We can only eliminate false positives with rules augmented by the scheme, protocol, and contextual rules. Minimizing false negatives also has an extra cost for each normalization.

So the goal is to minimize false negatives and completely eliminate false positives.

Note on Relative references

In applications, relative references should not be compared directly by applications to identify resources. Fragments should often be ignored when compared to select a network action. A positive example is HTML anchors, which represent the same resource. A negative example is a Git commit tag, which represents different resources.

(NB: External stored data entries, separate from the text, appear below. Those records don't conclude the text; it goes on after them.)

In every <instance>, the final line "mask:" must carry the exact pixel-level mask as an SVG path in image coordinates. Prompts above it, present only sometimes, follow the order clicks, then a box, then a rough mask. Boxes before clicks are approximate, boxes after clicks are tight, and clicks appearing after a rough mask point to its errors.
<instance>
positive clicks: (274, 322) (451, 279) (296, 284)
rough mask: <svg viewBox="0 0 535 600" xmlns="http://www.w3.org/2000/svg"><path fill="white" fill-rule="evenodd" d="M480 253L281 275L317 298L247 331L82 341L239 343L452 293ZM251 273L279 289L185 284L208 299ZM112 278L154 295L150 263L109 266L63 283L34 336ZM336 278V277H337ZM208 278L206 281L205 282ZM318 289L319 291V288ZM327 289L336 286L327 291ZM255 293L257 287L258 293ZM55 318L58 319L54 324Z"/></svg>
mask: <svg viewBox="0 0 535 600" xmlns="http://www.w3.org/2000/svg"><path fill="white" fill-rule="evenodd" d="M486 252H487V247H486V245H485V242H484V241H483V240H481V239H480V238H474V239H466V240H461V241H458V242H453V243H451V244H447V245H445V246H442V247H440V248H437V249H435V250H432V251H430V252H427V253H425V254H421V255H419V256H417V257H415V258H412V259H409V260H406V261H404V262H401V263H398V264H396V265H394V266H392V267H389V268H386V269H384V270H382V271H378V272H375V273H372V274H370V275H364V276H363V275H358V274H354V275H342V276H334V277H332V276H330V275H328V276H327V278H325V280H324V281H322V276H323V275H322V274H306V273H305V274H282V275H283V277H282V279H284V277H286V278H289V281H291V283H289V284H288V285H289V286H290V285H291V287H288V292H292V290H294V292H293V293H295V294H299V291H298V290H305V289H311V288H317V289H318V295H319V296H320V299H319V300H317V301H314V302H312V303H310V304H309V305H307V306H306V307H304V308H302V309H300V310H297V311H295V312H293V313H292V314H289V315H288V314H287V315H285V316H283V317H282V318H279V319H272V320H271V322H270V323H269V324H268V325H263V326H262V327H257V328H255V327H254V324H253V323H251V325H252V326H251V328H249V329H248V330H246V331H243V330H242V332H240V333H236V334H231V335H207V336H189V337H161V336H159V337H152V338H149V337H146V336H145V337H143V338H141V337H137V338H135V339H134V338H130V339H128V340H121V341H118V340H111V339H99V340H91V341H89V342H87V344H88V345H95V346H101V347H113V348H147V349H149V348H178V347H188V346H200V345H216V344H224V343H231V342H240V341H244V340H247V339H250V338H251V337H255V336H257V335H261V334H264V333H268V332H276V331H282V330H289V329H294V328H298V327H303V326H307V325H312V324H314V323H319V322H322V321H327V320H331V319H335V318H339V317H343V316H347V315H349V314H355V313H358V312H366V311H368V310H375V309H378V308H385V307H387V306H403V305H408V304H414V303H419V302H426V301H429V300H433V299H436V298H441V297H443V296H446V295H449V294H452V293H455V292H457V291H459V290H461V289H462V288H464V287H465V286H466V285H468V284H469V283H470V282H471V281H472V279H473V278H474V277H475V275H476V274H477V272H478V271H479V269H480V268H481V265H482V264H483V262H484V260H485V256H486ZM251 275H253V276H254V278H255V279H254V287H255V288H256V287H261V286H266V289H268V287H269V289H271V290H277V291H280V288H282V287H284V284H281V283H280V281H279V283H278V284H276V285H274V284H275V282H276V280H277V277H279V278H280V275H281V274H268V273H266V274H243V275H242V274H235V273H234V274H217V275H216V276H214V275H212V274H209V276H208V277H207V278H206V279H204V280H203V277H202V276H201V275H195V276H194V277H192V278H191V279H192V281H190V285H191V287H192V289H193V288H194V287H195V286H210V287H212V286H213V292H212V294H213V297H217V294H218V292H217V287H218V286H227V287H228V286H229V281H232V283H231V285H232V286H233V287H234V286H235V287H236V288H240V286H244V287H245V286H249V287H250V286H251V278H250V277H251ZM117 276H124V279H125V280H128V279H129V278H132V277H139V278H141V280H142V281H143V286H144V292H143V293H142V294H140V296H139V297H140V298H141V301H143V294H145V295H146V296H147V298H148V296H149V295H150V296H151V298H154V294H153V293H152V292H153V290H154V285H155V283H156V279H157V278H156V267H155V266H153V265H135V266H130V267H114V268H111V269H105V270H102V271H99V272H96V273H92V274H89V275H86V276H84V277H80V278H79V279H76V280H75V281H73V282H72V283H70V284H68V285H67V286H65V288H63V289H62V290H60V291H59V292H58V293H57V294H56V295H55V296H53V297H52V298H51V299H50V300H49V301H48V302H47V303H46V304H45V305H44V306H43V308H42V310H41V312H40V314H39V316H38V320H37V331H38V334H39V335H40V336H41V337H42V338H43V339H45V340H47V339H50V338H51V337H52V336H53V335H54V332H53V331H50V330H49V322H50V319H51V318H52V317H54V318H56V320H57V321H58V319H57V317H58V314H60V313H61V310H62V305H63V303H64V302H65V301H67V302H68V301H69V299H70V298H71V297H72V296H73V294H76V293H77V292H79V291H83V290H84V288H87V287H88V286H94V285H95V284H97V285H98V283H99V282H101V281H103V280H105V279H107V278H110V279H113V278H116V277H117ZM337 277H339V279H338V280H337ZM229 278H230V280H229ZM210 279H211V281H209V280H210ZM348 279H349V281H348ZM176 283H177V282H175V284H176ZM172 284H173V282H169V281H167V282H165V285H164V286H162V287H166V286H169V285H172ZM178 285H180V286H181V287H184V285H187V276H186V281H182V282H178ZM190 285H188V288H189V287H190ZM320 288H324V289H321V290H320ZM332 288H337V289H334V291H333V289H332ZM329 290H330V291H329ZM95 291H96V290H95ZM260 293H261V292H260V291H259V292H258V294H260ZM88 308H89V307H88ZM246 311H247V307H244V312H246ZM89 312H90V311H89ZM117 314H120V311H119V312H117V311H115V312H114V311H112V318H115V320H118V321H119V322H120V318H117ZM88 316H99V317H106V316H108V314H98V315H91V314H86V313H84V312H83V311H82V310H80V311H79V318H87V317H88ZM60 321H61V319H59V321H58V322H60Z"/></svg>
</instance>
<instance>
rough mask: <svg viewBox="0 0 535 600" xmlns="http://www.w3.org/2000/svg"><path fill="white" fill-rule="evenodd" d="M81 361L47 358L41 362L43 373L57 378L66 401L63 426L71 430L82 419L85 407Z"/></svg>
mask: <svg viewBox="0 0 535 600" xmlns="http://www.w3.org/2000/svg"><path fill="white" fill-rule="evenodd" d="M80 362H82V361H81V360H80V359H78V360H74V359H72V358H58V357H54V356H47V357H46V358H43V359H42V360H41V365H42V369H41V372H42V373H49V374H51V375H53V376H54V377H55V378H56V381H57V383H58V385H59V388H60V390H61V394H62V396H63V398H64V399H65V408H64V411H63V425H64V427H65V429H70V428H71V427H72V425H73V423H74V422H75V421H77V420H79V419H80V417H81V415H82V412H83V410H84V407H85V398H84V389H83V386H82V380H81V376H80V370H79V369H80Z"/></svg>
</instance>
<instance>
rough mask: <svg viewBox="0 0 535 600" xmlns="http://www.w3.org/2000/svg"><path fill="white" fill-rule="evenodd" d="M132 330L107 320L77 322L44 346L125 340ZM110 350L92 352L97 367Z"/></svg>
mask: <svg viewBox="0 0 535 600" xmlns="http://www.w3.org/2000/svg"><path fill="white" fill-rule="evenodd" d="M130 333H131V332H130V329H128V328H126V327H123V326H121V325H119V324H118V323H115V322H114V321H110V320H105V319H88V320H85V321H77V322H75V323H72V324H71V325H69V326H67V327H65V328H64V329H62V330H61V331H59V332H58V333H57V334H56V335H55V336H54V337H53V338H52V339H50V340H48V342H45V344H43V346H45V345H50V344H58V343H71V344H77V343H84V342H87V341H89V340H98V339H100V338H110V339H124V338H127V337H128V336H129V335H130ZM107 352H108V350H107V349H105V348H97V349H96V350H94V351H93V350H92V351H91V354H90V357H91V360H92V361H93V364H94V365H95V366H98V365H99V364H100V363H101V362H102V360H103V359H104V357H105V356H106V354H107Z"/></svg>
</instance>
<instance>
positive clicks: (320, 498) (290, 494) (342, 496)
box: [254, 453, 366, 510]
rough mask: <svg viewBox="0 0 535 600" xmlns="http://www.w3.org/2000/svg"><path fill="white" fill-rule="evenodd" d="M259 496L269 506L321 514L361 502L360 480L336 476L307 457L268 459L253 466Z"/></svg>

More details on each method:

Comparison Methods and Normalizations by the probability of false negatives and cost:

  • String comparison:
    • No direct relationship with resource
    • False negatives are mostly caused by URI aliases
    • Implementations will, in their own best interest, be consistent in providing URI references though
  • Syntax-Based normalization:
    • Used by Web user agents, such as browsers, to determine if a cached response is available
    • Uses definitions provided by RFC3986 itself
    • Example: "example://a/b/c/%7Bfoo%7D" == "eXAMPLE://a/./b/../b/%63/%7bfoo%7d"
    • Case normalization:
      • the hexadecimal digits are case insensitive: normalize to uppercase
      • scheme and host are case-insensitive: normalize to lowercase
      • The other generic syntax components case-sensitive
    • Percent-encoding normalization:
      • Replace percent-encode octets that do not require percent-encoding (unreserved characters 2.3)
    • Path Segment Normalization:
      • Keep "." and ".." only in relative references (4.1)
      • Remove them in non-relative paths (5.2)
      • Use the remove_dot_segments algorithm (5.2.4)
  • Scheme-Based Normalization:
    • Example: HTTP default port 80, empty path == "/", so these are the same:
      - http://example.com, http://example.com/, http://example.com:/, and http://example.com:80/ are equivalent
    • Other common normalizations:
      • Normalize HTTP empty path to "/"
      • Remove HTTP port 80 or empty port
      • Normalize empty host to localhost or error
      • Normalize empty host to localhost, a default, or error
      • Don't remove host if userinfo or port are not empty
      • Lowercase other components
  • Protocol-Based Normalization:

from url.

alandefreitas avatar alandefreitas commented on July 17, 2024

Some updates:

I've implemented the Syntax-Based comparison as if the components were normalized to avoid allocating memory. The problem we have is the remove_dot_segments algorithm (5.2.4) requires a stack of some form. Creating the stack would allocate memory but not creating the stack would make the algorithm O(n^2).

In practice, I think this is rarely going to be Θ(n^2)

  • because not many paths will have many ".."s specifically meant to make it Θ(n^2), and
  • we can always create a logical stack buffer that goes up to a point, and
  • URLs themselves are limited to ~2000 chars

So I'm still exploring the solution with no allocations and then we can later include some of these optimizations.